With that summary out of the way, I'd love it if you could poke around and let me know what you think. You don't need to download or install anything - it's just a web page - so just click the link above. I'm trying to gauge interest in the community for this, to decide if it's worth pursuing.
Would you like me to spend time on making this better?
The icon to download firmware is on the top-right of the page, and you can see it on the pages for either the nodes you create, or on the page for the gateway. You can create nodes by selecting your network in the left hand side navigation, and clicking on the
+icon at the top right of the page.The firmware is downloaded as a zip, which contains a SecurityPersonalizer with your security settings, and the main sketch which runs on your node. Currently, the firmware might not even compile.

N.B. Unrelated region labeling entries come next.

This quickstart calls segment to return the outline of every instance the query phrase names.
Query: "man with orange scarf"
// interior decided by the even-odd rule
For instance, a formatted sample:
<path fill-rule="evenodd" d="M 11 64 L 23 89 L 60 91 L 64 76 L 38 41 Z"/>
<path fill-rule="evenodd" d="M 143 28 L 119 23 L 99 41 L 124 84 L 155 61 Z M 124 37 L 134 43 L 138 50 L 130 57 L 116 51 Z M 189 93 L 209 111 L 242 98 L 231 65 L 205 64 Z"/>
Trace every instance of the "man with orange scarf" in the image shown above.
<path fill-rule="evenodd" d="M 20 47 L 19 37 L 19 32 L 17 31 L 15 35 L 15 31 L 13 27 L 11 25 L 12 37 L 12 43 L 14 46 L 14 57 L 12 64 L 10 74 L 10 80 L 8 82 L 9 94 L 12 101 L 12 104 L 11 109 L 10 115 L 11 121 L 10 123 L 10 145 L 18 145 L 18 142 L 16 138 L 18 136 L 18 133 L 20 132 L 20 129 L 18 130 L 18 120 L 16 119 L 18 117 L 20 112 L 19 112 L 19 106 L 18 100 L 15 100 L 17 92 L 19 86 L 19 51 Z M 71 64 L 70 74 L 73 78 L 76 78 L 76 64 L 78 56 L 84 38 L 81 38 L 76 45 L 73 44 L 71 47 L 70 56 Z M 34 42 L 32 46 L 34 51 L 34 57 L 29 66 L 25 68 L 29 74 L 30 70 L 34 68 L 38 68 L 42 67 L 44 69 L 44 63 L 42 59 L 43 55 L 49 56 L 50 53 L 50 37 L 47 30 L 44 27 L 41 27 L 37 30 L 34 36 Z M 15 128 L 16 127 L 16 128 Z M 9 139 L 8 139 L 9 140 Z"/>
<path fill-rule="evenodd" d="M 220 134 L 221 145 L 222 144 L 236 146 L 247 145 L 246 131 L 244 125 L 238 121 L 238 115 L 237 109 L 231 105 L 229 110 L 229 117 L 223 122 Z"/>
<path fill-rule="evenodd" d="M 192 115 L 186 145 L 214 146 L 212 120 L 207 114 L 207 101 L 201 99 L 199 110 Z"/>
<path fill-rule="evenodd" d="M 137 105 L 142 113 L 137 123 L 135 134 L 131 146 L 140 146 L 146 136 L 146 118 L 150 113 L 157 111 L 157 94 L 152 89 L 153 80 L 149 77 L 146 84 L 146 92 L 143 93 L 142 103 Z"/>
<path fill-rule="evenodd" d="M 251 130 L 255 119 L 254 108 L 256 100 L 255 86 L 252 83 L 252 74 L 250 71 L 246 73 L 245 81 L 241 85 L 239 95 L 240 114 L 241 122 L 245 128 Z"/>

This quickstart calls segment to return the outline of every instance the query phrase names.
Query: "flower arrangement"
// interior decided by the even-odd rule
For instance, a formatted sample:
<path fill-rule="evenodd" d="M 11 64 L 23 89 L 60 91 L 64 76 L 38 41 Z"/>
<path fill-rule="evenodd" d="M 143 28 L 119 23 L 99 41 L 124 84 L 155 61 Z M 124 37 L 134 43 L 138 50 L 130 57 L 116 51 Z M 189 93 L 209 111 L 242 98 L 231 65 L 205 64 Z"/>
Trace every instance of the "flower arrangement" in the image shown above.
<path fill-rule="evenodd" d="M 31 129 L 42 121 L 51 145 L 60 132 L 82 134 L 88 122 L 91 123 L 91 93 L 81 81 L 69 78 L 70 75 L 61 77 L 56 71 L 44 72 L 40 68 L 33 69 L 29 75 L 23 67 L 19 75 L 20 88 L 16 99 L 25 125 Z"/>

Hope this gives an idea of what I have in mind, even if it doesn't actually work.
All manner of suggestions and feedback is welcome.
@rakeshpai The idea of creating a generator is really cool. There are many non-programmers out there, just wanting their sensor-network up and running.
I bet you finish this project, and make many people happy. Keep up the good work rakeshpai.
The awesome MySensors generator -
@rakeshpai The idea of creating a generator is really cool. There are many non-programmers out there, just wanting their sensor-network up and running.
I bet you finish this project, and make many people happy. Keep up the good work rakeshpai.
The awesome MySensors generator@core_c Thanks! That reminds me...
I need a name for this project, and I'm horrible at naming things. If some creative folks can chip in, that'd be awesome.
I've been referring to this as 'this', or app, or tool, or site, or things like that. None of them are good enough. A nice label would be great. Something catchy, maybe?